Иногда кому-то удавалось поймать рыбу или птицу. Летом в лесу можно было набрать ягод, грибов, и в пищу шло все, даже листья и кора деревьев. От истощения у людей выпадали зубы. Они добирались до лужайки, ложились на землю и начинали выдирать из нее траву своими распухшими, кровоточащими деснами. Трава не утоляла голода. Когда с полей сошел снег, истощенные скелеты потянулись туда в надежде раздобыть в земле что-нибудь съедобное. Самой большой удачей было наткнуться на картошку. Картофель и лук были бесценными находками.
Из воспоминаний Олега Ивановича Задорного
Вермонт, наше время
Вернувшись с плотины, выпили водки в столовой. Согрелись, обсохли. Студенты и дети давно крепко спали, над школой сверкала луна.
– Теперь на костер! Без костра не годится!
Лиза смеялась, запрокинув голову.
– Вы никогда не ездили в пионерский лагерь?
– Мы разве на «вы» с вами, Лиза?
Она усмехнулась:
– Мы ведь не пили на брудершафт. Откуда же «ты»?
Ну, вот. Она замужем, наверное, или у нее есть друг.
– Тогда я поехал, – весело сказал Ушаков.
Она покачала головой.
– Не хотите посмотреть, как люди впадают в детство?
– Хочу, но не очень.
– Не обижайтесь на меня. Если вы сейчас уедете, значит, я вас обидела чем-то.
– Я лучше поеду. Спокойнее будет.
– Останьтесь.
– Да боязно здесь оставаться!
Он тоже смеялся.
Она слегка прищурилась:
– О’кей, поезжайте. Спокойной вам ночи. Вы просто чудесный.
– Откуда вы знаете?
– Так, догадалась.
Ушаков дотронулся губами до ее теплой щеки.
– Счастливо, прощайте.
– А может, останетесь?
Он делано зевнул. Хотелось еще прикоснуться.
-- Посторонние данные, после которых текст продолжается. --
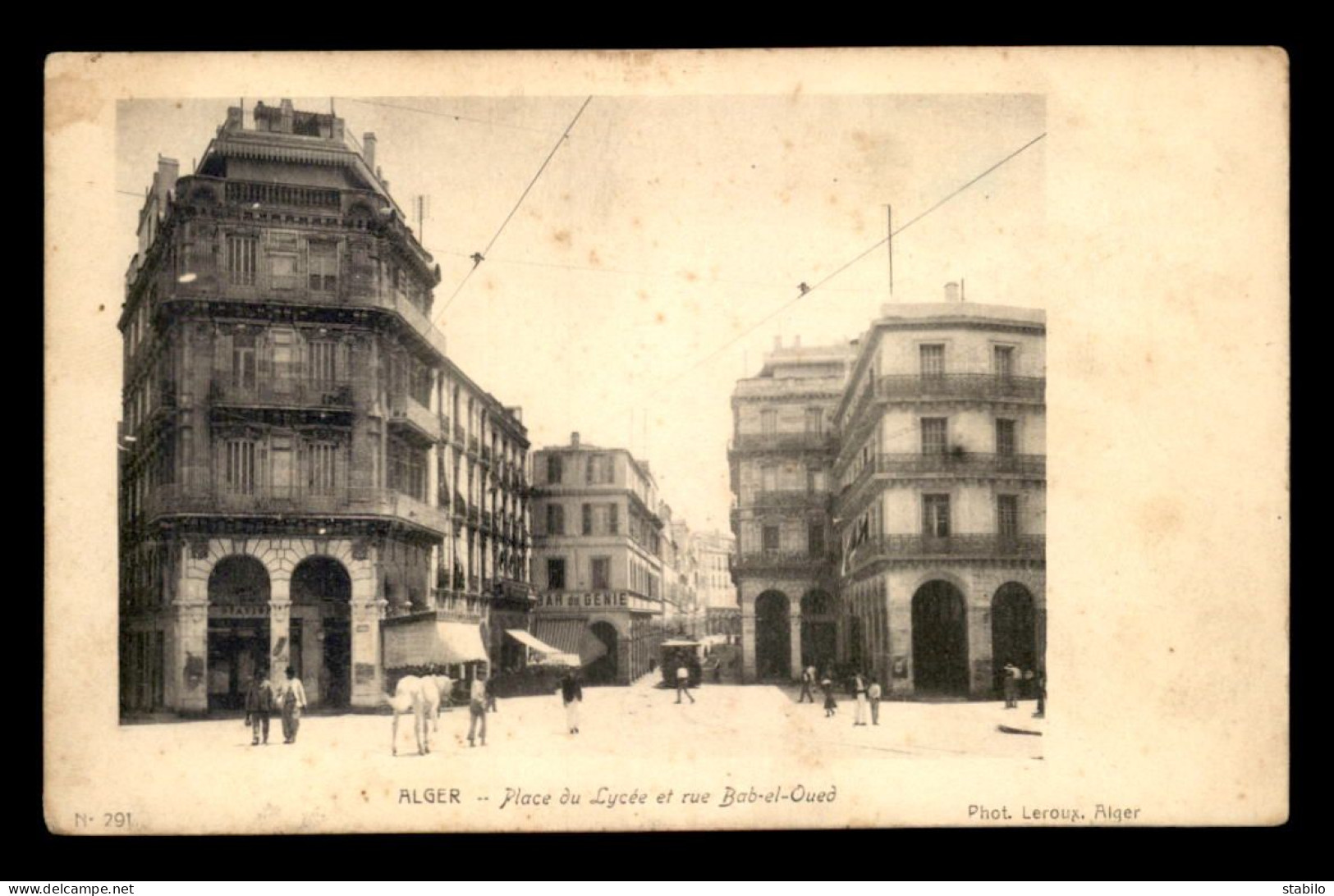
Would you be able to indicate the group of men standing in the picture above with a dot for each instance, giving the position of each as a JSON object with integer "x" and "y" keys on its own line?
{"x": 864, "y": 691}
{"x": 260, "y": 699}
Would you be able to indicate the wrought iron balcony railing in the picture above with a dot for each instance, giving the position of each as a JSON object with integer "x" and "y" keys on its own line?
{"x": 222, "y": 501}
{"x": 282, "y": 390}
{"x": 813, "y": 563}
{"x": 787, "y": 499}
{"x": 962, "y": 547}
{"x": 960, "y": 386}
{"x": 766, "y": 441}
{"x": 456, "y": 606}
{"x": 954, "y": 463}
{"x": 407, "y": 411}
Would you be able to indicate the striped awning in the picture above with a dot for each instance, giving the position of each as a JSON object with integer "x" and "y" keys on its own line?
{"x": 529, "y": 640}
{"x": 427, "y": 642}
{"x": 565, "y": 635}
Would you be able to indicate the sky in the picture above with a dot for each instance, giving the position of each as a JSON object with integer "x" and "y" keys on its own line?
{"x": 644, "y": 271}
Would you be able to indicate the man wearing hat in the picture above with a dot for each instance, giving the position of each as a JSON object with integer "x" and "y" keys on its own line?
{"x": 259, "y": 704}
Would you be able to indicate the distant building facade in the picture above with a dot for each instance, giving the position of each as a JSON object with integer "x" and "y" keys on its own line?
{"x": 598, "y": 559}
{"x": 291, "y": 443}
{"x": 938, "y": 510}
{"x": 781, "y": 460}
{"x": 714, "y": 583}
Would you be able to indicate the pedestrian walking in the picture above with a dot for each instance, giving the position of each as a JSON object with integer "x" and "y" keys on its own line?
{"x": 830, "y": 706}
{"x": 294, "y": 702}
{"x": 478, "y": 708}
{"x": 860, "y": 695}
{"x": 1011, "y": 686}
{"x": 807, "y": 680}
{"x": 491, "y": 695}
{"x": 683, "y": 683}
{"x": 259, "y": 706}
{"x": 572, "y": 697}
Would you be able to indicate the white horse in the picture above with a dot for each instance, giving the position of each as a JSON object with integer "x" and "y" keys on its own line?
{"x": 422, "y": 697}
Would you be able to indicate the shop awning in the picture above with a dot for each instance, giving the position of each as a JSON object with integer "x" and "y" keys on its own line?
{"x": 427, "y": 642}
{"x": 529, "y": 640}
{"x": 563, "y": 635}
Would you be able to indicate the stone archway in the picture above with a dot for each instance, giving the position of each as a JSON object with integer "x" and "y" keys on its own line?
{"x": 819, "y": 629}
{"x": 320, "y": 629}
{"x": 939, "y": 640}
{"x": 603, "y": 670}
{"x": 238, "y": 629}
{"x": 772, "y": 636}
{"x": 1014, "y": 631}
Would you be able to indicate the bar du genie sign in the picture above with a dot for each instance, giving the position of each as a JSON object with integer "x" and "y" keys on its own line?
{"x": 584, "y": 601}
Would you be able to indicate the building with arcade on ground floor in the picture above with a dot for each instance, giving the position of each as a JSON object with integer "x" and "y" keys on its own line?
{"x": 598, "y": 559}
{"x": 305, "y": 479}
{"x": 890, "y": 501}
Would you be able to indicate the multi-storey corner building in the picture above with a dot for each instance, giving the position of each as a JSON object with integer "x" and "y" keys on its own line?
{"x": 714, "y": 583}
{"x": 781, "y": 459}
{"x": 939, "y": 480}
{"x": 942, "y": 497}
{"x": 598, "y": 559}
{"x": 294, "y": 437}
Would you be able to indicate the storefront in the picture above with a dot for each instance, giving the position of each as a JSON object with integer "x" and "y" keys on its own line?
{"x": 430, "y": 643}
{"x": 610, "y": 631}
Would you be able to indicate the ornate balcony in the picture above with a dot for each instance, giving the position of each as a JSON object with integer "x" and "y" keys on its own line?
{"x": 960, "y": 386}
{"x": 779, "y": 561}
{"x": 782, "y": 441}
{"x": 455, "y": 606}
{"x": 183, "y": 501}
{"x": 409, "y": 414}
{"x": 950, "y": 547}
{"x": 281, "y": 391}
{"x": 793, "y": 499}
{"x": 951, "y": 464}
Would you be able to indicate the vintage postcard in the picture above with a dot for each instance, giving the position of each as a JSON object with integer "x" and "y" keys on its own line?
{"x": 666, "y": 441}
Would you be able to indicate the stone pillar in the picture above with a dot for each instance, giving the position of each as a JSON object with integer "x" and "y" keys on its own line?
{"x": 794, "y": 643}
{"x": 367, "y": 672}
{"x": 981, "y": 682}
{"x": 625, "y": 665}
{"x": 313, "y": 657}
{"x": 901, "y": 647}
{"x": 279, "y": 627}
{"x": 749, "y": 642}
{"x": 187, "y": 656}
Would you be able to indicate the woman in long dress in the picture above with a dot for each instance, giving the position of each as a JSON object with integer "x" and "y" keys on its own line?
{"x": 294, "y": 702}
{"x": 572, "y": 697}
{"x": 860, "y": 688}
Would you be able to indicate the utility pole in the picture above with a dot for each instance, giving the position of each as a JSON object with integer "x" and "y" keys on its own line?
{"x": 889, "y": 243}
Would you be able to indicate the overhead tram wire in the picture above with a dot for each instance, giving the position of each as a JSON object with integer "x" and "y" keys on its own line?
{"x": 807, "y": 290}
{"x": 444, "y": 115}
{"x": 480, "y": 256}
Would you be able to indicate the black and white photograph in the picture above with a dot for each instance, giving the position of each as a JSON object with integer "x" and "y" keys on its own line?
{"x": 635, "y": 443}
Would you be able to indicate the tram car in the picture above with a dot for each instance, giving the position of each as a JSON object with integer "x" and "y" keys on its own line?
{"x": 676, "y": 652}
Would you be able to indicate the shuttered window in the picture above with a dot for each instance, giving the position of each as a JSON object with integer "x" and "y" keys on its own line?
{"x": 241, "y": 252}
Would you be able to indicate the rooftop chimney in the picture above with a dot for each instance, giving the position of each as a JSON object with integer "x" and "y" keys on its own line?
{"x": 369, "y": 149}
{"x": 168, "y": 170}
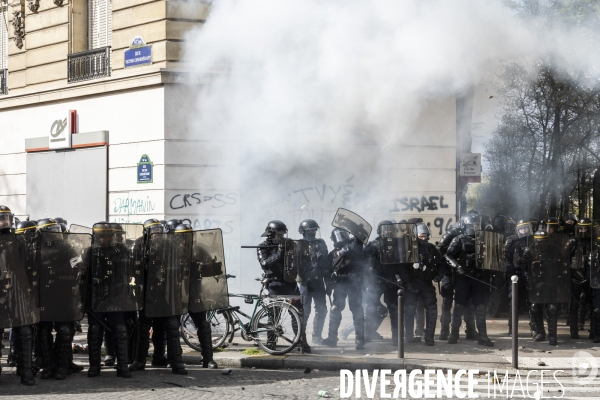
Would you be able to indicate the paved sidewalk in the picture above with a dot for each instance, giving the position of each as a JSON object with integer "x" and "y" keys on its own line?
{"x": 382, "y": 354}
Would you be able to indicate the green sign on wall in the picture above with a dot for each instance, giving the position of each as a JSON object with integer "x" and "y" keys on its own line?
{"x": 145, "y": 170}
– Спасибо за вашу рубашку. Я сразу согрелась.
– Хотите, я вам подарю? – Он сделал вид, что собирается снять рубашку.
– Попробуйте только, меня здесь съедят!
– Пойдемте, пойдемте! – Торопливая Надежда пробежала мимо, сверкнула глазами, как звездами. – Там петь уже начали!
– О любви не говори! – С лужайки и вправду заливисто пели. – О ней все сказано! Сердце, полное любви, молчать обязано! О любви не говори, умей владеть собой, о любви не говори…
– Вы таких песен в Париже не услышите, – сказала Лиза. – Да и нигде не услышите. Ведь вы антрополог?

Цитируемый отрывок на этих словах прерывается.